Udanax-Gold Implementation

There does not appear to be an Endorsement class in Udanax-Gold, so a Pair of IDs is probably used in its place.

The demo supports very simple filtering of results based on a flat AND operation against a collection of endorsements. Udanax-Gold includes a far more flexible filtering mechanism, built from the standard coordinate-space with support for standard boolean operations together with union and intersection operations.

Hyperlinks

Considering the Demo is classified as a hypertext system, it has taken us a long time to reach a description of the implementation of the hyperlink. One would assume that hyperlinks were a primitive operation of the software, in fact hyperlinks are implemented using transclusions.

There are a number of aspects of hyperlinks as present in Udanax-Gold, and mostly implemented in the demo, that prove to be interesting in comparison with the standard implementation as supported by HTML.

Implementation

Hyperlinks are constructed from primitive elements of the system; editions and transclusions. Transclusions are used to define the end-points of the link, and a structure of editions is used to connect the multiple end-points into a single hyperlink edition. Endorsements are used to tag the types of the editions required for the structure, and are also used to indicate the type of the link.
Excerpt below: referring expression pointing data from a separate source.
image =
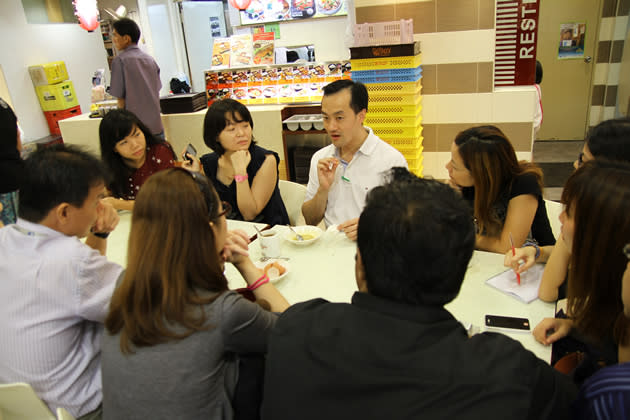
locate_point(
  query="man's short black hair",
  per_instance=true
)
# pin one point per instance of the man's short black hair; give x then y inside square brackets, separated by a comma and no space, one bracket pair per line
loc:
[126,26]
[416,237]
[358,93]
[54,175]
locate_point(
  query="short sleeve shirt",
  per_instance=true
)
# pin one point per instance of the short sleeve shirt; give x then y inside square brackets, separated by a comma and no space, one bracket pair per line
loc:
[354,179]
[522,185]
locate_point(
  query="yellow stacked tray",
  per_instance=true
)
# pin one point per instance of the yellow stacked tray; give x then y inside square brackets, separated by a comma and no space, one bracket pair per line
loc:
[394,86]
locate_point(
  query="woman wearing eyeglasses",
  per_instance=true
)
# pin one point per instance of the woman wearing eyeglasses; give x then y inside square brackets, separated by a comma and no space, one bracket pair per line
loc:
[175,333]
[244,174]
[506,195]
[595,227]
[610,140]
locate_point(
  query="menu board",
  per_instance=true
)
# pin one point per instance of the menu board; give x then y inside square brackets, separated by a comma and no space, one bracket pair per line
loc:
[261,11]
[275,84]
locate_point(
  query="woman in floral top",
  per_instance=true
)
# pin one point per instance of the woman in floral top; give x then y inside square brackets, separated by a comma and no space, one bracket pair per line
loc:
[132,154]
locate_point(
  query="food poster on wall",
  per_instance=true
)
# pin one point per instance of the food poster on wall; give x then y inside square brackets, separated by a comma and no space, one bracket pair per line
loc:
[241,50]
[261,11]
[263,48]
[572,37]
[275,84]
[221,53]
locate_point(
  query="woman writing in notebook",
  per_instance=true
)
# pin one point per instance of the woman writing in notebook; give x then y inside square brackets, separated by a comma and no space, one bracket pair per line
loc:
[610,140]
[505,194]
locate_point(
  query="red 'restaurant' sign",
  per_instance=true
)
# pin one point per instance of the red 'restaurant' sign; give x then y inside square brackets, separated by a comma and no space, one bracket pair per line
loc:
[515,42]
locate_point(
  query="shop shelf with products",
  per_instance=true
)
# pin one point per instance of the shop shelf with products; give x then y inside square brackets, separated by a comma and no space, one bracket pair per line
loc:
[302,135]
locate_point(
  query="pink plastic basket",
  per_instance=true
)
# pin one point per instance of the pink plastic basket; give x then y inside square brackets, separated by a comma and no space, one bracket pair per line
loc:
[383,33]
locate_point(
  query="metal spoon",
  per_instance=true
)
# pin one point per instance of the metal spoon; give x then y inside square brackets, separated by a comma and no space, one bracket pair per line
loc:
[297,235]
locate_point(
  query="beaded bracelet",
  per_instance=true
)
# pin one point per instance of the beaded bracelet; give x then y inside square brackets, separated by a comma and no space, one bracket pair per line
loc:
[262,280]
[536,247]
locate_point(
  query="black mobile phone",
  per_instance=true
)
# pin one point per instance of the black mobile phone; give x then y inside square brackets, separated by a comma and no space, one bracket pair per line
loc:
[190,150]
[507,322]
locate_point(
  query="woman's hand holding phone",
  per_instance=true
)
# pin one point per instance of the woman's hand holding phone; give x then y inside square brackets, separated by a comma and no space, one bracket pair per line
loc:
[190,161]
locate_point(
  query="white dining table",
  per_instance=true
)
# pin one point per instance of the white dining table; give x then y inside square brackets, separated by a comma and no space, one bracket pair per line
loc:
[325,269]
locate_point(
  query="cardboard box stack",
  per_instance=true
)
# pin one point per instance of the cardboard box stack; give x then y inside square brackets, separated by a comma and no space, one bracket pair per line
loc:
[55,93]
[393,77]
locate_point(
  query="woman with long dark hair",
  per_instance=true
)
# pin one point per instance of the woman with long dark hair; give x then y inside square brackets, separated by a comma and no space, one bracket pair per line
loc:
[132,154]
[175,332]
[11,164]
[595,227]
[506,195]
[610,140]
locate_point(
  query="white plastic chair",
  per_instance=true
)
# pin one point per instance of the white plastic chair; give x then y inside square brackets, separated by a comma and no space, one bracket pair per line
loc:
[293,196]
[18,401]
[553,212]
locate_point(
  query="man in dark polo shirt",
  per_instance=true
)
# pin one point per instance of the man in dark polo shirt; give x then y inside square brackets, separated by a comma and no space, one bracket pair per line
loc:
[395,352]
[136,77]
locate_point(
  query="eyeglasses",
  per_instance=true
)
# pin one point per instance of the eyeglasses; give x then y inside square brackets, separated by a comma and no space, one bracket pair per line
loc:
[227,209]
[580,159]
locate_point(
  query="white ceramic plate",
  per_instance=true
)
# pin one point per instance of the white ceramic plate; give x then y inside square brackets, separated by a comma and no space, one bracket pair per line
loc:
[312,232]
[284,263]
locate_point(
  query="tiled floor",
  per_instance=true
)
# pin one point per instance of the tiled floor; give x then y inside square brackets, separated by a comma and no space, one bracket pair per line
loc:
[555,158]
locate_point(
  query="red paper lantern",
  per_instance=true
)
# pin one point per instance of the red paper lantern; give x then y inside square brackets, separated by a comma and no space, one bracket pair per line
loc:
[87,12]
[240,4]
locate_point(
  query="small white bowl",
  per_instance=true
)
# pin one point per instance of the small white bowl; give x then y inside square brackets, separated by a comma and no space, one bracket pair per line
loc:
[312,232]
[283,263]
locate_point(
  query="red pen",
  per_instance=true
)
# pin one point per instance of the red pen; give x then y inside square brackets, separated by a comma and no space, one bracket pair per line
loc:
[518,276]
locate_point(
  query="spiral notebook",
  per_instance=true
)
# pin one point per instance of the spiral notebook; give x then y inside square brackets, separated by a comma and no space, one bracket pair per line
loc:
[527,291]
As no new primitive constructs are needed to implement hyperlinks they technically don't need to be part of the server, but for convenience they are present as part of a number of edition wrappers provided for front-end clients.

The other presence on the server for hyperlinks is a series of pre-defined endorsements owned by the System Admin club that enables compatible sharing of links between different font-end clients.

Example

As an example, imagine that we want to write a comment that corrects a mistake in a document that was written by someone else. In this case we would have a starting edition that contained the text of the original text that we may not have the authority to directly modify. Now we would like to make a comment that can be connected to the relevant part of the original text to suggest a correction for the mistake.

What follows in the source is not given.